Before Gaius Julius Caesar (654--710 AUC, 100--44 BC) and the Julian Calendar named for him, the Romans counted years of 355 days ab urbe condita, from the building of the city of Rome. 1 AUC is conventionally taken to be 753 BC, but as we shall see, the correspondence between days and years was sometimes a little confused. Because the Roman year was 10 days short with respect to the solar year, the start of the year quickly got out of step with the constellations. The priesthood arbitrarily added and subtracted days and even months which helped things drifting too far, but even so, by 708 AUC (46 BC) the year was well out of phase with the seasons.

For several years since his triumph over Pompey in 705 AUC (49 BC), Julius Caesar had been in increasingly complete command of Rome, regarded as semi-divine, and Emperor in all but name.

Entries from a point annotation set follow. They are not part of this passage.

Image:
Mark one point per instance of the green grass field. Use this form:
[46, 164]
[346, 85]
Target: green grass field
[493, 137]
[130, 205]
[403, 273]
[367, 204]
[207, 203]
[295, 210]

Caesar was also a gifted astronomer, and well aware of the difficulties the existing calendar caused. He decreed that 708 AUC (46 BC) should be lengthened to 445 days in order that his new calendar be inaugurated in step with the constellations on 1st. January, 709 AUC (45 BC). His new calendar had a year of 365 days plus a leap year every fourth year with 366 days. This made the average length of the year 365.25 days, a good approximation to the real length of 365.24219 days, and the Julian calendar continued almost unchanged for many centuries.

Julius Caesar's nephew and adopted heir, Gaius Octavian Augustus (691--767 AUC, 63 BC--14 AD) became first Roman Emperor in 727 AUC (27 BC) and renamed the month Quinctilis to Augustus and stole a day from February to give his month 31 days. The base date for the calendar was moved from the founding of Rome to various dates of local importance, and it was not until the 6th. century AD when the scholar Dionysius Exiguus made a study of Easter days that the Anno Domini epoch we now use came in to being.

The Gregorian Calendar

Although small, the Julian Calendar's error of 0.0078 days per year mounted up over the centuries until by the late 1500s, the error was a noticeable 12 days. So in 1582, Pope Gregory XIII (1572--1585) decreed that the day after the 4th. October 1582 would be 15th. October 1582, and henceforth century years would not be leap years unless they were also divisible by 400. England did not adopt the Gregorian calendar until 1752, when the 2nd. September (Julian) was followed by the 14th. September (Gregorian).